Single-Channel Mixed Speech Recognition Using Deep Neural Networks – Dong Yu (Microsoft Research)
Baltimore, MD 21218
While significant progress has been made in improving the noise robustness of speech recognition systems, recognizing speech in the presence of a competing talker remains one of the most challenging unsolved problems in the field. In this talk, I will present our first attempt in attacking this problem using deep neural networks (DNNs). Our approach adopted a multi-style training strategy using artificially mixed speech data. I will discuss the strengths and weaknesses of several different setups that we have investigated including a WFST-based two-talker decoder to work with the trained DNNs. Experiments on the 2006 speech separation and recognition challenge task demonstrate that the proposed DNN-based system has remarkable robustness to the interference of a competing speaker. The best setup of our proposed systems achieves an overall WER of 18.8% which improves upon the results obtained by the state-of-the-art IBM superhuman system by 2.8% absolute, with fewer assumptions.

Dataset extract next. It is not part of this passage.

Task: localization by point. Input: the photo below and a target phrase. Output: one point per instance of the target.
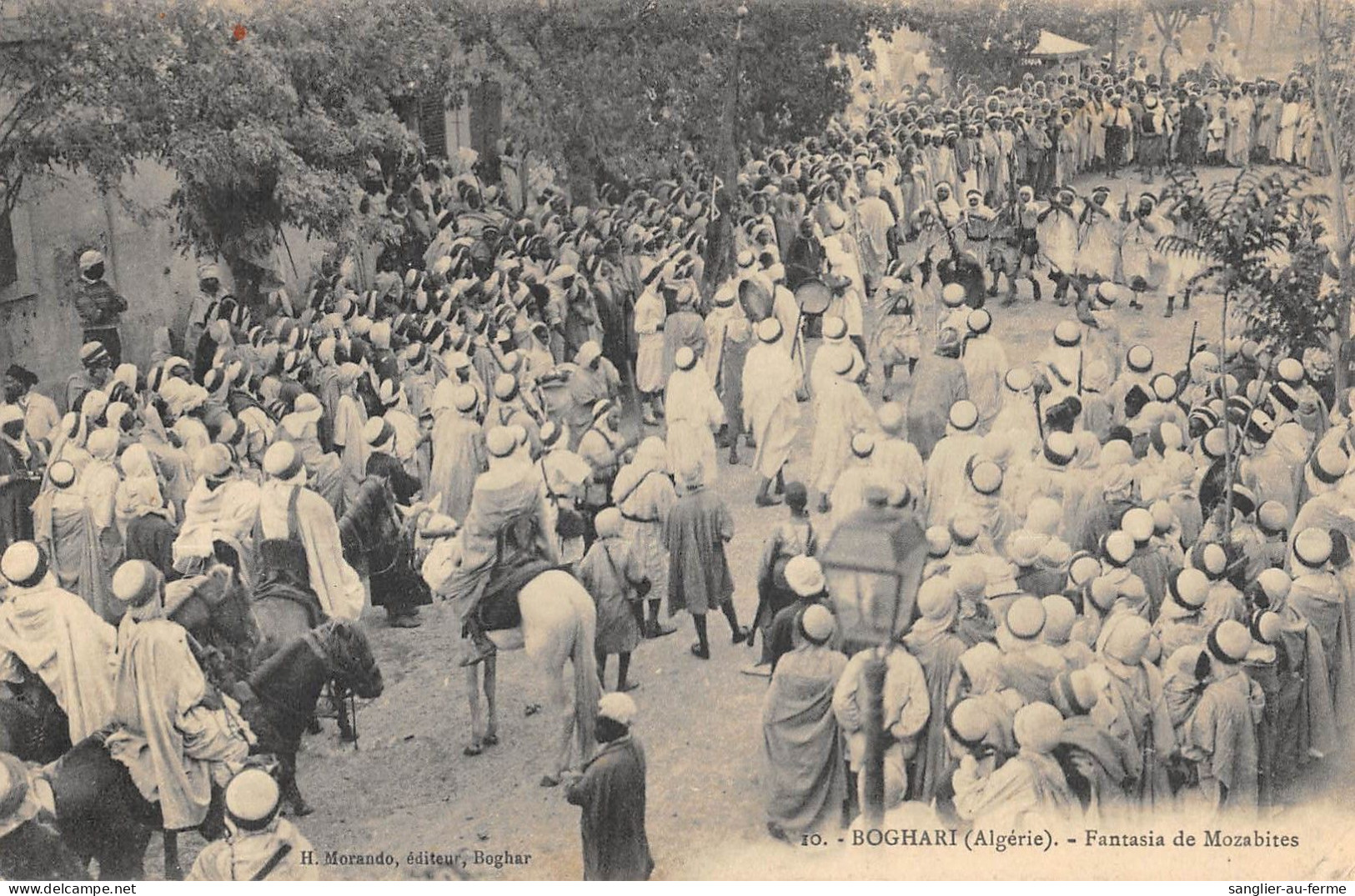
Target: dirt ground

Dr. Dong Yu is a principal researcher at the Microsoft speech and dialog research group. His research interests include speech processing, robust speech recognition, discriminative training, and machine learning. He has published over 130 papers in these areas and is the co-inventor of more than 50 granted/pending patents. His recent work on the context-dependent deep neural network hidden Markov model (CD-DNN-HMM) has been shaping the direction of research on large vocabulary speech recognition and was recognized by the IEEE SPS 2013 best paper award.